Mi madre dedicó la mayor parte de su atención a dos muebles. El primero fue el estéreo. Rara vez la veía sentada, pero todos los sábados comenzaba con ella como DJ, sentada en una silla del comedor frente al estéreo, clasificando cuidadosamente su colección de música para comenzar el día. Su amor y gusto por la música requerían un sistema que ofreciera un sonido impecable, que valiera los pagos que realizó en el Rent-A-Center local. El estéreo tenía aproximadamente un metro y medio de altura, varios rectángulos negros, con botones y perillas grandes y pequeños, apilados entre estantes de madera, todo detrás de una puerta de plexiglás ahumado que se cerraba con fuerza.

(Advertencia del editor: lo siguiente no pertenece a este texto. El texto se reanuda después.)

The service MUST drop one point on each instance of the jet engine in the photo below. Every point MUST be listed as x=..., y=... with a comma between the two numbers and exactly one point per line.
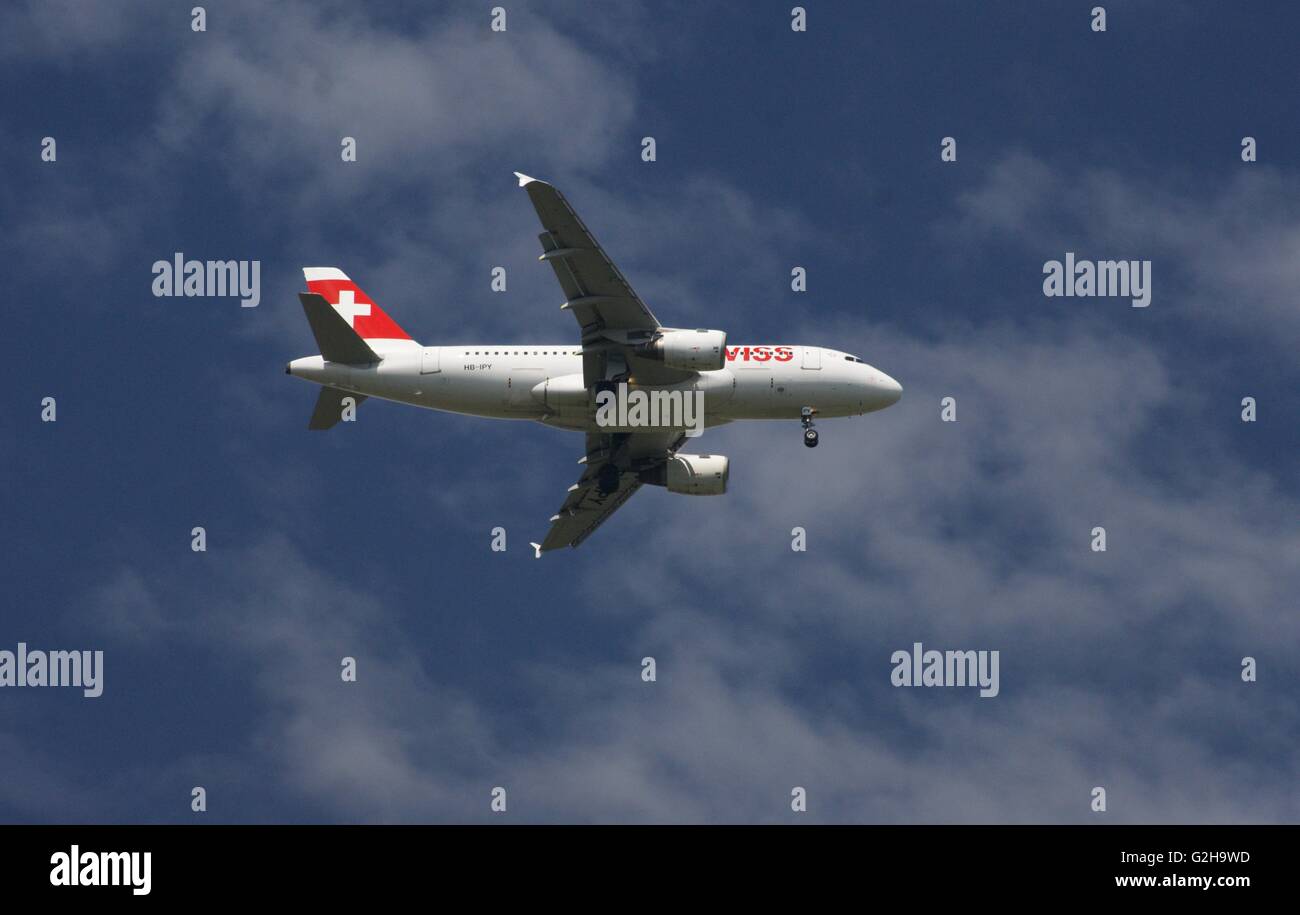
x=689, y=350
x=696, y=475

Dos parlantes negros, varios centímetros más altos que el estéreo, transmitían música por todo el apartamento y hasta la puerta principal. Mantenía filas y pilas de álbumes, casetes y CD de música que atravesaban países, idiomas y épocas. Una mañana de limpieza comenzó lenta y fuerte (“Qué Te Pedi” de La Lupe), alcanzó su punto máximo con el baile del vacío (“Fiesta” de Tabou Combo) y luego llegó a su fin (“Same Ole Love” de Anita Baker). En Nochebuena, dio la bienvenida a los vecinos a nuestra casa, con la misma oferta de música y comida. Mi madre, un sábado por la mañana y DJ de Nochebuena, salvó vidas.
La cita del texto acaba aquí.